On May 13, 2013, the Patent Office issued a memo to USPTO examiners after the CLS Bank et al. v. Alice Corp. Federal Circuit en banc decision of last week. The memo instructs examiners to maintain existing examination procedure for evaluating subject matter patentability. Deputy Commissioner for Patent Examination Policy, Andrew Hirshfeld, advised examiners: ” . . . at present, there is no change in examination procedure for evaluating subject matter eligibility. Current procedure detailed in MPEP 2106 should continue to be followed.”
The memo summarizes the initial takeaways from CLS Bank as follows:
- There was agreement that the test for eligibility is not a rigid, bright line test and must be made by evaluating a claim as a whole, on a case-by-case basis, using a flexible approach.
- Many of the judges explicitly noted that the test for eligibility is a separate and distinct inquiry from other patentability concerns, particularly novelty and obviousness.

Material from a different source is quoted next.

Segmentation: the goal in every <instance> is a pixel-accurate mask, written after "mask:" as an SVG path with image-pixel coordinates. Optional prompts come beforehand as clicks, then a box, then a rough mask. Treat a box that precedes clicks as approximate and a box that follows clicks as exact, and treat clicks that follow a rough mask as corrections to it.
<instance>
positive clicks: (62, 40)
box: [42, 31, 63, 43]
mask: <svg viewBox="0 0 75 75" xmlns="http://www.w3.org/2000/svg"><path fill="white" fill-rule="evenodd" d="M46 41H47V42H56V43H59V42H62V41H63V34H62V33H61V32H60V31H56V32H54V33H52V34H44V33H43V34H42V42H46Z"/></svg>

- It was generally agreed that when evaluating the claim as a whole the claim must be analyzed to determine whether the additional limitations add significantly more, or in other words add meaningful limits, to the abstract idea or law of nature.
The memo concludes that further study is needed and that this is an ongoing consideration in light of the decision:
Given the multiple divergent opinions, the USPTO is continuing to study the decision in CLS Bank and will consider whether further detailed guidance is needed on patent subject matter eligibility under 35 U.S.C. § 101.